D’habitude, il souriait, humant cet arôme amoureux, cette ombre de caresses qui lui mettait un coin de nudité dans la cervelle et ranimait, pour une seconde, le goût naguère adoré de certaines femmes ; aujourd’hui, ils n’agissaient plus en sourdine, ne se bornaient plus à raviver l’image de désordres lointains et confus ; ils déchiraient, au contraire, les voiles, jetaient devant ses yeux la réalité corporelle, pressante et brutale.

En tête du défilé des maîtresses que la saveur de ce bonbon aidait à dessiner en des traits certains, l’une s’arrêta, montrant des dents longues et blanches, une peau satinée, toute rose, un nez taillé en biseau, des yeux de souris, des cheveux coupés à la chien et blonds.

C’était miss Urania, une Américaine, au corps bien découplé, aux jambes nerveuses, aux muscles d’acier, aux bras de fonte.

Elle avait été l’une des acrobates les plus renommées du Cirque.

Des Esseintes l’avait, durant de longues soirées, attentivement suivie; les premières fois, elle lui était apparue telle qu’elle était, c’est-à-dire solide et belle, mais le désir de l’approcher ne l’étreignit point ; elle n’avait rien qui la recommandât à la convoitise d’un blasé, et cependant il retourna au Cirque alléché par il ne savait quoi, poussé par un sentiment difficile à définir.

Peu à peu, en même temps qu’il l’observait, de singulières conceptions naquirent ; à mesure qu’il admirait sa souplesse et sa force, il voyait un artificiel changement de sexe se produire en elle; ses singeries gracieuses, ses mièvreries de femelle s’effaçaient de plus en plus, tandis que se développaient, à leur place, les charmes agiles et puissants d’un mâle; en un mot, après avoir tout d’abord été femme, puis, après avoir hésité, après avoir avoisiné l’androgyne, elle semblait se résoudre, se préciser, devenir complètement un homme.

Alors, de même qu’un robuste gaillard s’éprend d’une fille grêle, cette clownesse doit aimer, par tendance, une créature faible, ployée, pareille à moi, sans souffle, se dit des Esseintes, à se regarder, à laisser agir l’esprit de comparaison, il en vint à éprouver, de son côté, l’impression que lui-même se féminisait, et il envia décidément la possession de cette femme, aspirant ainsi qu’une fillette chlorotique, après le grossier hercule dont les bras la peuvent broyer dans une étreinte.

Cet échange de sexe entre miss Urania et lui, l’avait exalté; nous sommes voués l’un à l’autre, assurait-il ; à cette subite admiration de la force brutale jusqu’alors exécrée, se joignit enfin l’exorbitant attrait de la boue, de la basse prostitution heureuse de payer cher les tendresses malotrues d’un souteneur.

En attendant qu’il se décidât à séduire l’acrobate, à entrer, si faire se pouvait, dans la réalité même, il confirmait ses rêves, en posant la série de ses propres pensées sur les lèvres inconscientes de la femme, en relisant ses intentions qu’il plaçait dans le sourire immuable et fixe de l’histrionne tournant sur son trapèze.

Un beau soir, il se résolut à dépêcher les ouvreuses. Miss Urania crut nécessaire de ne point céder, sans une préalable cour ; néanmoins elle se montra peu farouche, sachant par les ouï-dire, que des Esseintes était riche et que son nom aidait à lancer les femmes.
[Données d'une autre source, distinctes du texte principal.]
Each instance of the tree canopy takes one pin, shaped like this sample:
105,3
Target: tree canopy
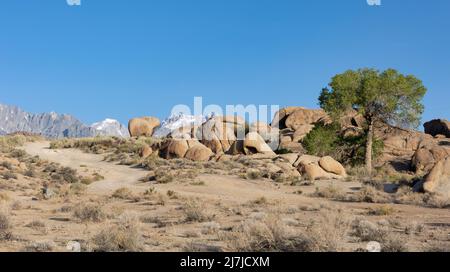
386,96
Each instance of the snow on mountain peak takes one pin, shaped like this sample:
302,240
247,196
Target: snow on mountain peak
110,127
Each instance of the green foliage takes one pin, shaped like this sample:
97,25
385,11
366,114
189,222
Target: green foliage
387,96
326,140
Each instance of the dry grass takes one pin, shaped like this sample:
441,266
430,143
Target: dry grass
40,246
125,235
382,210
89,213
5,226
195,212
273,234
367,231
123,193
330,192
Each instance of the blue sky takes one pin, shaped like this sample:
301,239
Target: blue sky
120,59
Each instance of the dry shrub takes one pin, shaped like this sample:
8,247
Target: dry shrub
259,201
123,236
272,234
9,175
368,231
5,226
330,192
36,224
369,194
382,210
123,193
40,246
5,223
210,228
253,174
89,212
195,212
4,196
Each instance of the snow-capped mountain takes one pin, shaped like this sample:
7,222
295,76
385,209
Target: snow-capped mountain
110,127
54,125
176,121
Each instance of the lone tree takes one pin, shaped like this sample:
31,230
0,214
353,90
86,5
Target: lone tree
386,96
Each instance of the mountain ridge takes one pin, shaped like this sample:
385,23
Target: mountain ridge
54,125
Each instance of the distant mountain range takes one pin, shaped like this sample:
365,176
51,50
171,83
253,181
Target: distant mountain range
54,125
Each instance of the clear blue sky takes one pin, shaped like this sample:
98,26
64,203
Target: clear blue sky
122,58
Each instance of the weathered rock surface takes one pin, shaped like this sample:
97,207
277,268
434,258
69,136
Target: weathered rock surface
254,143
332,166
143,126
199,152
311,167
438,180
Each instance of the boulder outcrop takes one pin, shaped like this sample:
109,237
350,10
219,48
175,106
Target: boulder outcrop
438,180
438,127
143,126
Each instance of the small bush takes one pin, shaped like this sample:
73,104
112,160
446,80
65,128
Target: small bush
368,231
273,234
330,192
42,246
370,194
89,212
195,213
9,175
123,193
4,196
8,165
18,153
5,223
253,174
68,174
124,236
382,210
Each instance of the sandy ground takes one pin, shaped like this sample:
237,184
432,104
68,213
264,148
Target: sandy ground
222,196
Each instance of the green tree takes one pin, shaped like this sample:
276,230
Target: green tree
386,96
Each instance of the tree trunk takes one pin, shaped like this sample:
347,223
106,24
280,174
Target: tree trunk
369,145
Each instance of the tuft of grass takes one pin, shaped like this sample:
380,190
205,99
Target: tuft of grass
125,236
330,192
384,210
123,193
41,246
4,196
259,201
194,212
273,234
9,175
89,212
253,174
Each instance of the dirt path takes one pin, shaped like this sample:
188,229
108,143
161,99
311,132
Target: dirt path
217,187
116,176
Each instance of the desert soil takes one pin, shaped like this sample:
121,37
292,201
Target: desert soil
226,198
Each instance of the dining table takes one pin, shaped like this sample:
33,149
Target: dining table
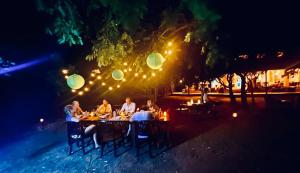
162,120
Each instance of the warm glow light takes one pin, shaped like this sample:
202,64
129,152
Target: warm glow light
279,54
80,93
65,71
188,103
234,115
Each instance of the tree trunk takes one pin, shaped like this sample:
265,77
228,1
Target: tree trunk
230,90
243,90
251,89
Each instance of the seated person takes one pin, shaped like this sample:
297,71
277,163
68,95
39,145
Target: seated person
128,107
104,110
151,106
142,115
205,96
74,114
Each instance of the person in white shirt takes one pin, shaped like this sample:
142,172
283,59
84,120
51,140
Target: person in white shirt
142,115
128,107
74,114
205,96
104,110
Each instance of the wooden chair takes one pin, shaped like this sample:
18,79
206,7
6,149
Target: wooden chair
75,134
143,132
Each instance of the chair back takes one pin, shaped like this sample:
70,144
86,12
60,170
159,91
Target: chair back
73,128
143,129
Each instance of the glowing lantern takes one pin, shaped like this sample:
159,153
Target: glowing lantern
234,115
155,61
117,75
75,81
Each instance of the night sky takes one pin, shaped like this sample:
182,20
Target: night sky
250,26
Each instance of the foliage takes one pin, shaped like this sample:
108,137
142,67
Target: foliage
118,31
67,24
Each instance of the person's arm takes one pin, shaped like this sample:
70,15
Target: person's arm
109,109
123,108
132,110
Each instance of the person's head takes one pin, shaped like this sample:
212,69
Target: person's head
205,90
144,108
75,104
104,102
128,100
149,102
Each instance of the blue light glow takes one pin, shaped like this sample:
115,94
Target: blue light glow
15,68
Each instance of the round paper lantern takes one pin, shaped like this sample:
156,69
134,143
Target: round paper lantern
155,61
117,75
75,81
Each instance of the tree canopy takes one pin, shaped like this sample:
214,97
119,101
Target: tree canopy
118,31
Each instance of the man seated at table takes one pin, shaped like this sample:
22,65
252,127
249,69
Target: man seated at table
128,107
74,114
104,110
151,106
142,115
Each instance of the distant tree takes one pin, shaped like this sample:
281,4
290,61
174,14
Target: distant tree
229,85
118,31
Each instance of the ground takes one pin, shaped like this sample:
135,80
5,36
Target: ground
258,140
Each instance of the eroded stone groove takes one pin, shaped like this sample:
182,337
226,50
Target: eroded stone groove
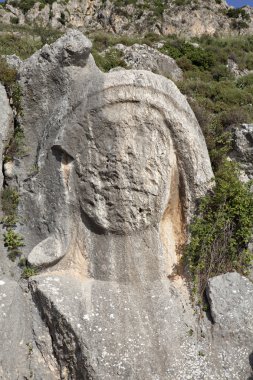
121,161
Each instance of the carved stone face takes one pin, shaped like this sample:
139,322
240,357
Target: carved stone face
125,167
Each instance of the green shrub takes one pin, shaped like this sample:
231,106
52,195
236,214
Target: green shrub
13,241
221,231
9,200
108,60
7,74
14,20
238,13
9,203
29,271
196,55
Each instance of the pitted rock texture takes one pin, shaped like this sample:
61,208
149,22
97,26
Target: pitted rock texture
230,297
143,57
120,162
139,17
6,126
243,150
112,151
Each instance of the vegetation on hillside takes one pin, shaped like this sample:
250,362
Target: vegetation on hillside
222,227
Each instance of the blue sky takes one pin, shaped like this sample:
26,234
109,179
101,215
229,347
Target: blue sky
235,3
240,3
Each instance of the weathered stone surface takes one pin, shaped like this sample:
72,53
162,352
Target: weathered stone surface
6,125
143,57
106,330
120,160
15,331
243,150
206,17
231,302
114,166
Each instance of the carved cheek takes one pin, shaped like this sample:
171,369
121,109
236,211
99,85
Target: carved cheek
126,170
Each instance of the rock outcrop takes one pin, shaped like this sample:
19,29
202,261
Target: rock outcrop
243,150
133,17
143,57
6,126
114,165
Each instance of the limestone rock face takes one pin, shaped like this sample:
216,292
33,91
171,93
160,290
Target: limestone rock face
114,165
143,57
243,150
206,17
230,297
120,161
6,125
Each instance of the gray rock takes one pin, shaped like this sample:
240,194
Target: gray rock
231,302
114,167
13,61
243,150
143,57
6,125
120,162
115,330
15,332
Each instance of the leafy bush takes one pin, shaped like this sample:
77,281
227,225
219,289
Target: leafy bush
238,13
13,241
7,74
196,55
222,230
108,60
9,201
29,271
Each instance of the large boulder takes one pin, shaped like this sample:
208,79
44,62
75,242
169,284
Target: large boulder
243,150
120,161
6,126
231,303
143,57
114,166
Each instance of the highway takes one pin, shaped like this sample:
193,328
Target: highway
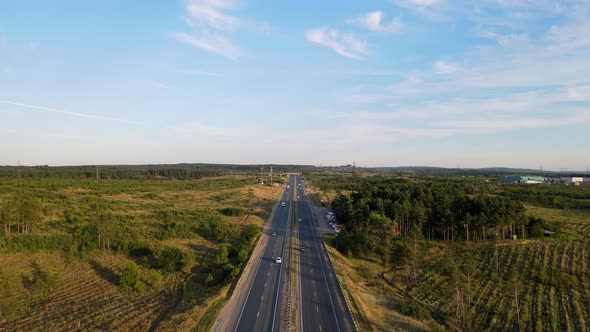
261,309
323,307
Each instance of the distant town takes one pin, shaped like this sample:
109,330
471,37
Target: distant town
530,179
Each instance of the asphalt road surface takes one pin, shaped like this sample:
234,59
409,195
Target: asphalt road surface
260,311
322,303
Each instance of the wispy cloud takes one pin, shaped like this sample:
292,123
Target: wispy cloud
199,72
158,85
211,24
210,42
345,44
445,68
64,112
374,21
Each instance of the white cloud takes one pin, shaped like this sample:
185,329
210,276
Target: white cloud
211,25
210,42
199,72
509,40
210,13
374,22
444,68
345,44
75,114
416,4
158,85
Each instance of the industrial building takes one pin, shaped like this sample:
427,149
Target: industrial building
572,179
523,179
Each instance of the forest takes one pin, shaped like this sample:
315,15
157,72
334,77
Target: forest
468,253
124,253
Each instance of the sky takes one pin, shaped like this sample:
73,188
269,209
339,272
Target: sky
446,83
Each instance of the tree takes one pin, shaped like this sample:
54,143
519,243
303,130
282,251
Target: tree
516,285
171,259
452,286
416,236
223,253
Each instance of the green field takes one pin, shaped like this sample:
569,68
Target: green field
434,278
123,254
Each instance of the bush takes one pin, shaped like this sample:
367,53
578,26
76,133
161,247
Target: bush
171,259
154,278
131,278
414,309
232,212
537,230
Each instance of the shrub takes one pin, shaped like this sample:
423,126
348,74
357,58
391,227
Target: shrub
171,259
232,212
131,278
414,309
154,278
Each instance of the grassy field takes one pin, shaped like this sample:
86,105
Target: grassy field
575,222
374,302
44,289
536,284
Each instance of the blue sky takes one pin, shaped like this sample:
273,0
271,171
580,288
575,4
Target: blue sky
382,83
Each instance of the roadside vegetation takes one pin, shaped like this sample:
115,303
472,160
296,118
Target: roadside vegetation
464,254
123,253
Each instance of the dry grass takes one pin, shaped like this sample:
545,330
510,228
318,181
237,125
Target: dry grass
375,304
84,294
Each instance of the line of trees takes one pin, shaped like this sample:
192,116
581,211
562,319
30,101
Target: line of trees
382,209
19,214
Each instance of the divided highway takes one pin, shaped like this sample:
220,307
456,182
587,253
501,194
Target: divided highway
256,304
261,309
322,302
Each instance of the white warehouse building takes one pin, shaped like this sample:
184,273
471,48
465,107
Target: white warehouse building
572,179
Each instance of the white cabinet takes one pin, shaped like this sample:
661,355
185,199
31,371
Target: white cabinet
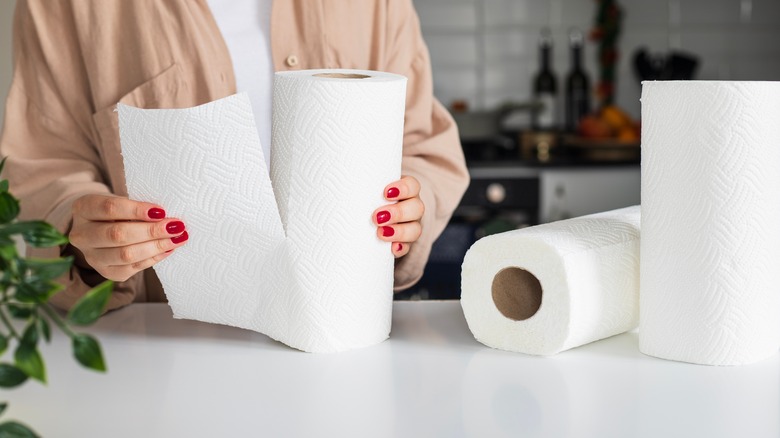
571,192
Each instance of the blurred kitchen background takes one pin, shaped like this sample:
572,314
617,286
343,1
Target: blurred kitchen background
528,165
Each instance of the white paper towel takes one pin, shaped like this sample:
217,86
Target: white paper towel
311,272
587,270
710,221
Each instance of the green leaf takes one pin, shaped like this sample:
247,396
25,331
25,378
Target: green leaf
29,360
89,308
45,329
8,248
36,291
48,269
88,353
12,429
9,208
10,376
30,334
19,312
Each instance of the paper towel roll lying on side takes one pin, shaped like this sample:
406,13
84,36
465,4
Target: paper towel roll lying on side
710,221
310,273
545,289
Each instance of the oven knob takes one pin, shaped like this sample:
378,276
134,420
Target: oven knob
495,193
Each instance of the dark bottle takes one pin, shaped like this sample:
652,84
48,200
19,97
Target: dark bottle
545,86
577,85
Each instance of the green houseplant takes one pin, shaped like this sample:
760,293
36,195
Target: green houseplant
26,285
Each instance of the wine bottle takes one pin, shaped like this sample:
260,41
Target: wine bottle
577,84
545,86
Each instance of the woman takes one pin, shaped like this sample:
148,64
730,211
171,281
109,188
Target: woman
74,60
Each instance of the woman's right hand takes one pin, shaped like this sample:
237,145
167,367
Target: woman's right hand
118,237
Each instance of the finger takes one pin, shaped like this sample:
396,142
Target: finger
115,208
406,232
123,272
400,249
123,233
132,254
408,210
405,188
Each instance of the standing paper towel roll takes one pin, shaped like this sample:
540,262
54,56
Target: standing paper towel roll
299,262
710,221
548,288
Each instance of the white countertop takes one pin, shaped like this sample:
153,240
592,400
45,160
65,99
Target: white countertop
431,378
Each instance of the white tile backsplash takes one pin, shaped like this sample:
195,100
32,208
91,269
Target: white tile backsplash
450,15
485,51
449,50
509,13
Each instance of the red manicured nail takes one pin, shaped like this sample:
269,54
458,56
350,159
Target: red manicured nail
156,213
175,227
179,239
382,217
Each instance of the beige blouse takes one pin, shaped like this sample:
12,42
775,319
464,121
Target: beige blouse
74,60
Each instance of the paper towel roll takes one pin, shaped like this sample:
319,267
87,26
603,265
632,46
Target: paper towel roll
311,272
710,221
548,288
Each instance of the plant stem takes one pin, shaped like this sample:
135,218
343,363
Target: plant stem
8,324
57,320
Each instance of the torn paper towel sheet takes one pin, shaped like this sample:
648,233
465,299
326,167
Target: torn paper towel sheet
710,221
300,261
545,289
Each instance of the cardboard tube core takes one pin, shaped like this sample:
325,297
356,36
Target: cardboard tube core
342,75
517,293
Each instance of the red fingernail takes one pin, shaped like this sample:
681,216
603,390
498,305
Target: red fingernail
156,213
382,217
175,227
179,239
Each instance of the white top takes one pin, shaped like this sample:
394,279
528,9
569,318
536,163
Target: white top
246,28
178,378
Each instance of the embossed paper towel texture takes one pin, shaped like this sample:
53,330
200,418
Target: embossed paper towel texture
588,269
710,221
314,277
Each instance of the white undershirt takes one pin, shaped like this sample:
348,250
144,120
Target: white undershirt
246,29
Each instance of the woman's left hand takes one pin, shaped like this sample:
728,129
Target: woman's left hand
399,223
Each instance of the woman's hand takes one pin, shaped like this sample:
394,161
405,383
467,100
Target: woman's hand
118,237
399,223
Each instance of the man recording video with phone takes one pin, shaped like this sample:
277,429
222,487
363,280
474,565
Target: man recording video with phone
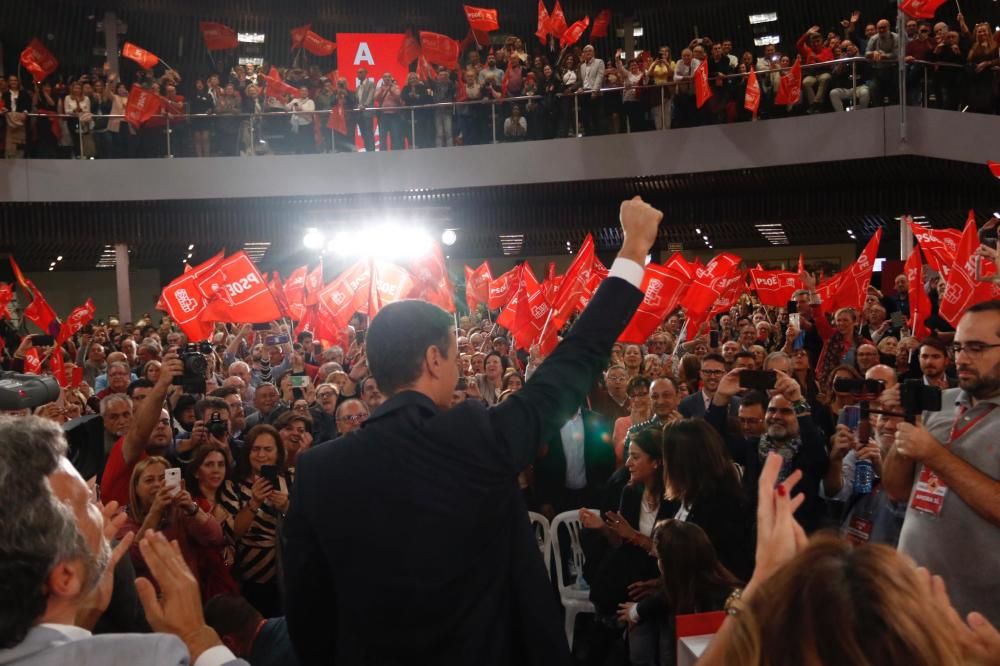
790,432
946,467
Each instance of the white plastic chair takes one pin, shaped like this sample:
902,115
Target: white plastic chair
575,596
544,536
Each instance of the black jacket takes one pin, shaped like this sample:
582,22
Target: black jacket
811,458
598,455
409,542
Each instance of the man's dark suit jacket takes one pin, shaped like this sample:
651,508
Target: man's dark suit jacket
598,457
409,542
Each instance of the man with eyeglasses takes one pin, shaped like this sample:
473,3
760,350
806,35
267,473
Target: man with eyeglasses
151,434
948,470
351,414
713,367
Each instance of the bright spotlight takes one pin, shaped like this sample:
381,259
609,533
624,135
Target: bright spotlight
313,240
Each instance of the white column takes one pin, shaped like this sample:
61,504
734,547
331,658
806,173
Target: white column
121,280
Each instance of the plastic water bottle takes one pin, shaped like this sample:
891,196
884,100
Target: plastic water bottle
864,474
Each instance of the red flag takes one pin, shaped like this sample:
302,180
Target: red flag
482,19
6,296
142,105
38,60
278,291
920,9
557,21
601,24
346,294
318,45
920,302
235,292
57,366
40,313
144,58
573,33
477,285
962,285
218,37
77,319
853,287
184,303
939,246
439,49
543,22
409,49
389,283
774,288
790,88
663,288
33,361
299,35
313,285
751,101
702,90
504,288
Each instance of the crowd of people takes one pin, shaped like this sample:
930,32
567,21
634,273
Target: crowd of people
543,94
699,465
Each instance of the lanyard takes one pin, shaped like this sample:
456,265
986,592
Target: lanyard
957,432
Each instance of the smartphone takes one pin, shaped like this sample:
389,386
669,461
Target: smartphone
761,380
270,474
172,480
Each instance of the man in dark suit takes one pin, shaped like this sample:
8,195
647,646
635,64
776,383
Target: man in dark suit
428,556
713,366
576,465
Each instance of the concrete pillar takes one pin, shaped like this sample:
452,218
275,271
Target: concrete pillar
121,280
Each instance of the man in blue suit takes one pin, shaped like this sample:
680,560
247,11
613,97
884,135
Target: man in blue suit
409,541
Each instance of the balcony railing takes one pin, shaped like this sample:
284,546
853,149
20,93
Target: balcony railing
258,133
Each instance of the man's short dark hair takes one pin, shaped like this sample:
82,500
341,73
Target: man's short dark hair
209,404
232,615
718,358
398,339
934,343
751,398
289,417
142,382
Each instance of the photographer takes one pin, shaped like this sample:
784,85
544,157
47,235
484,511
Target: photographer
946,466
791,433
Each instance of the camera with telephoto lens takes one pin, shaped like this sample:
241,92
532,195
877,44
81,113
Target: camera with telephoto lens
216,426
195,367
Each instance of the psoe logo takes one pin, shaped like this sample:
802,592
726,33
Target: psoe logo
185,301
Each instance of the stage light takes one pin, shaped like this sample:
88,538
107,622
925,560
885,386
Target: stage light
313,240
389,240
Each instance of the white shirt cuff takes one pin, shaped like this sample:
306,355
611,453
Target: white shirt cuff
215,656
627,270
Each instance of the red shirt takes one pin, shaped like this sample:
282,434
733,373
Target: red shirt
117,475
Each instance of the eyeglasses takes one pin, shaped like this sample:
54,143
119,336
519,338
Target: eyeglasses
973,349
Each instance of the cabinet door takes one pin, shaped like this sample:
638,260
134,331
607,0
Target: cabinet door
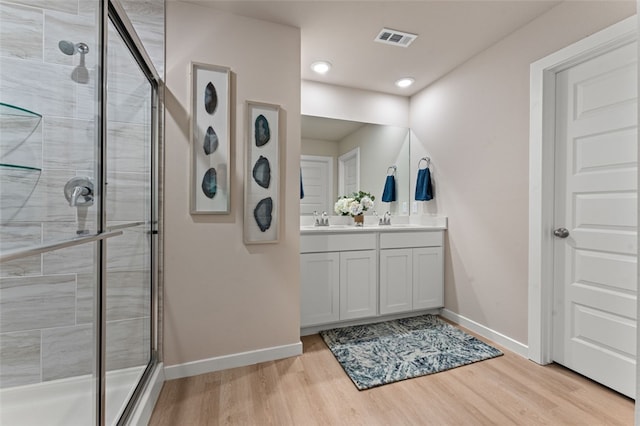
358,284
428,284
396,280
320,288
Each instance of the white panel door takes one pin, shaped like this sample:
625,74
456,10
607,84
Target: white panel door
396,280
319,288
358,284
349,172
317,181
595,284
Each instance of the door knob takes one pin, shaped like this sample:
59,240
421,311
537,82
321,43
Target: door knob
561,232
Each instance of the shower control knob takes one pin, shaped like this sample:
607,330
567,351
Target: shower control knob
561,232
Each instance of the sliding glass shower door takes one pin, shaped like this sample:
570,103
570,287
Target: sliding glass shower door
78,213
129,208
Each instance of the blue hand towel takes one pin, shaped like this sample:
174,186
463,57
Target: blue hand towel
389,192
423,185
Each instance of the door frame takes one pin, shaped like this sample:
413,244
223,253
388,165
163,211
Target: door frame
541,175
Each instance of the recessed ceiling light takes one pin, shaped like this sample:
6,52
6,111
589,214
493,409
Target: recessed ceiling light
321,67
405,82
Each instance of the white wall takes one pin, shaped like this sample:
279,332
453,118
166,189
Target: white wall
223,297
474,123
345,103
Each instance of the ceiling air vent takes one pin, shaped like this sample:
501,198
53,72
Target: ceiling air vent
395,38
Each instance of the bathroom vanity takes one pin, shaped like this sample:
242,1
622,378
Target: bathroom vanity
355,274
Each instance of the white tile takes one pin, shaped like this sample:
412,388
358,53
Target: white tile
128,196
29,303
71,144
130,251
128,343
19,236
69,6
128,147
19,358
128,294
20,32
67,352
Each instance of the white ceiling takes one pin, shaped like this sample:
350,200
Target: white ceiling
342,32
327,129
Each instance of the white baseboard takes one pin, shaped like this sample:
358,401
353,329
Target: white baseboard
315,329
144,409
509,343
232,361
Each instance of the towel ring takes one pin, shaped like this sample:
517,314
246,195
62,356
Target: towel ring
427,159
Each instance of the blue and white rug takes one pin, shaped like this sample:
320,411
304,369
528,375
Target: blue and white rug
386,352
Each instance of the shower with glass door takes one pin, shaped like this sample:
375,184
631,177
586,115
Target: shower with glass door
79,149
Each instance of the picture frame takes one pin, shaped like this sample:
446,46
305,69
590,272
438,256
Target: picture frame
262,174
210,130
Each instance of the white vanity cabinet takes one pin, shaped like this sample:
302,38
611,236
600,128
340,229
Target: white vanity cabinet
338,277
411,271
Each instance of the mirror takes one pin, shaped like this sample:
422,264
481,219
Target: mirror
339,156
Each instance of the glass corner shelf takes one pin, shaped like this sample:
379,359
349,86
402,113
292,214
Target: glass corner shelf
8,110
17,126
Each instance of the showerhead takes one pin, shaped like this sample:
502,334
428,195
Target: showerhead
69,48
80,74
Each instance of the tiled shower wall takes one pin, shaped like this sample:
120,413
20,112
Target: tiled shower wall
47,301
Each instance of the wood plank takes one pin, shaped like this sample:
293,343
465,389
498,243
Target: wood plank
314,390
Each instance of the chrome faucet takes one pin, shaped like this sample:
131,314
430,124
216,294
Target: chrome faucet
320,220
325,219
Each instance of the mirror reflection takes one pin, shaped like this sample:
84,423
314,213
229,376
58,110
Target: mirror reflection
339,157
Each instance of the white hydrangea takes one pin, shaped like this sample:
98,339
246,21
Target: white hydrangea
367,203
342,205
355,208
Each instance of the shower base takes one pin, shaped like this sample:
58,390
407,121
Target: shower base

Mais aussitôt que ses voeux furent exaucés, son désappointement dépassa le possible. Il s’était imaginé l’Américaine, stupide et bestiale comme un lutteur de foire, et sa bêtise était malheureusement toute féminine. Certes, elle manquait d’éducation et de tact, n’avait ni bon sens ni esprit, et elle témoignait d’une ardeur animale, à table, mais tous les sentiments enfantins de la femme subsistaient en elle ; elle possédait le caquet et la coquetterie des filles entichées de balivernes; la transmutation des idées masculines dans son corps de femme n’existait pas.

Avec cela, elle avait une retenue puritaine, au lit et aucune de ces brutalités d’athlète qu’il souhaitait tout en les craignant; elle n’était pas sujette comme il en avait, un moment, conçu l’espoir, aux perturbations de son sexe. En sondant bien le vide de ses convoitises, peut-être eût-il cependant aperçu un penchant vers un être délicat et fluet, vers un tempérament absolument contraire au sien, mais alors il eût découvert une préférence non pour une fillette, mais pour un joyeux gringalet, pour un cocasse et maigre clown.

Fatalement, des Esseintes rentra dans son rôle d’homme momentanément oublié ; ses impressions de féminilité, de faiblesse, de quasi-protection achetée, de peur même, disparurent; l’illusion n’était plus possible ; miss Urania était une maîtresse ordinaire, ne justifiant en aucune façon, la curiosité cérébrale qu’elle avait fait naître.

Bien que le charme de sa chair fraîche, de sa beauté magnifique, eût d’abord étonné et retenu des Esseintes, il chercha promptement à esquiver cette liaison, précipita la rupture, car sa précoce impuissance augmentait encore devant les glaciales tendresses, devant les prudes laisser-aller de cette femme.

Et pourtant elle était la première à s’arrêter devant lui, dans le passage ininterrompu de ces luxures ; mais, au fond, si elle s’était plus énergiquement empreinte dans sa mémoire qu’une foule d’autres dont les appâts avaient été moins fallacieux et les plaisirs moins limités, cela tenait à sa senteur de bête bien portante et saine ; la redondance de sa santé était l’antipode même de cette anémie, travaillée aux parfums, dont il retrouvait un fin relent dans le délicat bonbon de Siraudin.

Ainsi qu’une odorante antithèse, miss Urania s’imposait fatalement à son souvenir, mais presque aussitôt des Esseintes, heurté par cet imprévu d’un arôme naturel et brut, retournait aux exhalaisons civilisées, et inévitablement il songeait à ses autres maîtresses; elles se pressaient, en troupeau, dans sa cervelle, mais par-dessus toutes s’exhaussait maintenant la femme dont la monstruosité l’avait tant satisfait pendant des mois.

Celle-là était une petite et sèche brune, aux yeux noirs, aux cheveux pommadés, plaqués sur la tête, comme avec un pinceau, séparés par une raie de garçon, près d’une tempe. Il l’avait connue dans un café-concert, où elle donnait des représentations de ventriloque

À la stupeur d’une foule que ces exercices mettaient mal à l’aise, elle faisait parler, à tour de rôle, des enfants en carton, rangés en flûte de pan, sur des chaises; elle conversait avec des mannequins presque vivants et, dans la salle même, des mouches bourdonnaient autour des lustres et l’on entendait bruire le silencieux public qui s’étonnait d’être assis et se reculait instinctivement dans ses stalles, alors que le roulement d’imaginaires voitures le frôlait, en passant, de l’entrée jusqu’à la scène.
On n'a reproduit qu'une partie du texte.